Une de ces figures potentiellement inquiétantes est jouée par l’acteur québécois Théodore Pellerin, qui prête ses traits à un énigmatique inconnu rencontré dans un autobus.

«Son audition était formidable, se remémore la réalisatrice. C’est un jeune acteur vraiment intrigant, capable d’être à la fois charismatique et terrifiant.»

Face à ces menaces incessantes, Eliza Hittman opte pour la solidarité féminine, s’entourant de femmes inspirantes – dont Hélène Louvart à la photographie, Julia Holter à la musique et la chanteuse Sharon van Etten qui incarne la mère de la protagoniste – afin de créer un voyage qui prend la forme d’un suspense psychologique.

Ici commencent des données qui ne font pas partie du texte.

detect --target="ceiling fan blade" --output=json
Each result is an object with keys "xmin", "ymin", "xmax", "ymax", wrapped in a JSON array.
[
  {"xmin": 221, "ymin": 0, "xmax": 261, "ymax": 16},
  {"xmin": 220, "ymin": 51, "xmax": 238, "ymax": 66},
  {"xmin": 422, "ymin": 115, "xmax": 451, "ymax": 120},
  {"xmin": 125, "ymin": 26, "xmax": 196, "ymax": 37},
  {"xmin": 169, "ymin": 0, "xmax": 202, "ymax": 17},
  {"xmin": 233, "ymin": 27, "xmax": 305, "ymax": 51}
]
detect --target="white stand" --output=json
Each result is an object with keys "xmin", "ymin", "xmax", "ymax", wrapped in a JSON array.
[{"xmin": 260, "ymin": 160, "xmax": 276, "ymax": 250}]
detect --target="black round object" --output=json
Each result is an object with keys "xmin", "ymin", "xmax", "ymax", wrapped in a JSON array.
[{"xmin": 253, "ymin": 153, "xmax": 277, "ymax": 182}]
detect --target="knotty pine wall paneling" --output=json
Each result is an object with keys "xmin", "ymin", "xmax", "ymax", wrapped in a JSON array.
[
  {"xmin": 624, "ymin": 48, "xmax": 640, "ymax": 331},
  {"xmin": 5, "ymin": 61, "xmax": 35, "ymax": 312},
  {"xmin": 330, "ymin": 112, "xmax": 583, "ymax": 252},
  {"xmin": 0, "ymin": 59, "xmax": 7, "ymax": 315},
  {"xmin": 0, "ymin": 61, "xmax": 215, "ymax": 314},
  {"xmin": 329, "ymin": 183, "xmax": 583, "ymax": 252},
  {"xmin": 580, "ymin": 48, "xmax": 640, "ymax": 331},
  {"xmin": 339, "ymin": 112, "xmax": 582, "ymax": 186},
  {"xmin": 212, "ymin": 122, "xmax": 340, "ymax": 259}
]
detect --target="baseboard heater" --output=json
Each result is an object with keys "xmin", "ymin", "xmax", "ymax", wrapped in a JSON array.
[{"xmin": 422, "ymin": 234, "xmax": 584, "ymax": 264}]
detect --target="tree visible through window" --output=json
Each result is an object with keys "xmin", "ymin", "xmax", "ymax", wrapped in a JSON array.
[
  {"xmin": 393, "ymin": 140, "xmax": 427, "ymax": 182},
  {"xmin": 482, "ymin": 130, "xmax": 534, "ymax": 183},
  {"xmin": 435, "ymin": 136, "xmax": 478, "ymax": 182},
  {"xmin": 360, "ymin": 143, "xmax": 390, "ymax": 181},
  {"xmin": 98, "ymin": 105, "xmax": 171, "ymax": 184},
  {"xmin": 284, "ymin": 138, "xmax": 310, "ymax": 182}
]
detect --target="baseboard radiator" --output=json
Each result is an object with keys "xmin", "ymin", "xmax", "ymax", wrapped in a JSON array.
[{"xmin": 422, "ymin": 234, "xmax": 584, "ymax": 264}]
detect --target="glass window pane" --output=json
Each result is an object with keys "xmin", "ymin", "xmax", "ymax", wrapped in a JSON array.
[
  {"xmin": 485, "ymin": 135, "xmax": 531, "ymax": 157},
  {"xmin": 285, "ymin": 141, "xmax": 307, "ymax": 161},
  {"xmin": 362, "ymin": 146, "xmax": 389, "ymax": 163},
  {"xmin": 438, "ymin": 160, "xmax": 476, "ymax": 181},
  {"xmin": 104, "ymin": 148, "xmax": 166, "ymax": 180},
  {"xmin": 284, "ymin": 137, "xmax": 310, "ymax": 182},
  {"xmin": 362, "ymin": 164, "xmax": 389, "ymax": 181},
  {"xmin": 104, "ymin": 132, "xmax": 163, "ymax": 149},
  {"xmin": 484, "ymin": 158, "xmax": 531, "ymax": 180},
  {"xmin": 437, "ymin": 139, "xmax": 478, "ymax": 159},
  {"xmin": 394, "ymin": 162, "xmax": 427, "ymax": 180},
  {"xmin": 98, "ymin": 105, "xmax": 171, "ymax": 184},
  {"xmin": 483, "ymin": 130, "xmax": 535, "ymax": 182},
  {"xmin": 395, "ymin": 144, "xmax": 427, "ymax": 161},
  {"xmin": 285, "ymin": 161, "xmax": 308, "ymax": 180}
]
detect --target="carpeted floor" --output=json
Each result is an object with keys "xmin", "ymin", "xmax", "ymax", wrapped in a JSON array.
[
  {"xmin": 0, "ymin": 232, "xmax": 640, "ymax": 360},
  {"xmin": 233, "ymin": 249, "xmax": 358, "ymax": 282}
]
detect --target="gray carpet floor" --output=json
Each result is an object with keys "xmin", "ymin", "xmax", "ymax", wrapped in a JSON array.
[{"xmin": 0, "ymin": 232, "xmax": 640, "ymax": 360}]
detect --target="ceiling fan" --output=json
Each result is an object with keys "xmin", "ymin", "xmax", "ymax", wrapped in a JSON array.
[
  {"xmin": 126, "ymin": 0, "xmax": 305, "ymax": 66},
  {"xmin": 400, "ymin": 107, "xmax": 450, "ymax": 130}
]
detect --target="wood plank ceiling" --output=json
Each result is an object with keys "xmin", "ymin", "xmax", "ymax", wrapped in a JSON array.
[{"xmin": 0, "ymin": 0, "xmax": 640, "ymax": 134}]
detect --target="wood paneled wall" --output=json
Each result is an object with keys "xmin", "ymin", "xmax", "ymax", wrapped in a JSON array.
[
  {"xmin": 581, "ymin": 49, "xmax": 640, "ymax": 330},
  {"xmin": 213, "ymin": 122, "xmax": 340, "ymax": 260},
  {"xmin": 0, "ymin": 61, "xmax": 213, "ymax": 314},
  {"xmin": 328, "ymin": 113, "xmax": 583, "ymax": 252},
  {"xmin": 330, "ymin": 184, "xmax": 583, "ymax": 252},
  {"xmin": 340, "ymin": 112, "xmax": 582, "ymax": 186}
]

Le récit de style clinique a beau être âpre et brut dans sa mise en scène, avec ses longs plans déchirants et sa caméra qui colle à la peau du personnage principal, son traitement ne manque jamais de douceur, de sensibilité, d’empathie et d’humanité, évitant le pathos d’usage.

«C’était le défi d’aller de l’un à l’autre, concède sa créatrice. D’être au plus près du documentaire et soudainement de faire éclater le point de vue personnel et subjectif de l’héroïne, sa réalité qui nous concerne tous.»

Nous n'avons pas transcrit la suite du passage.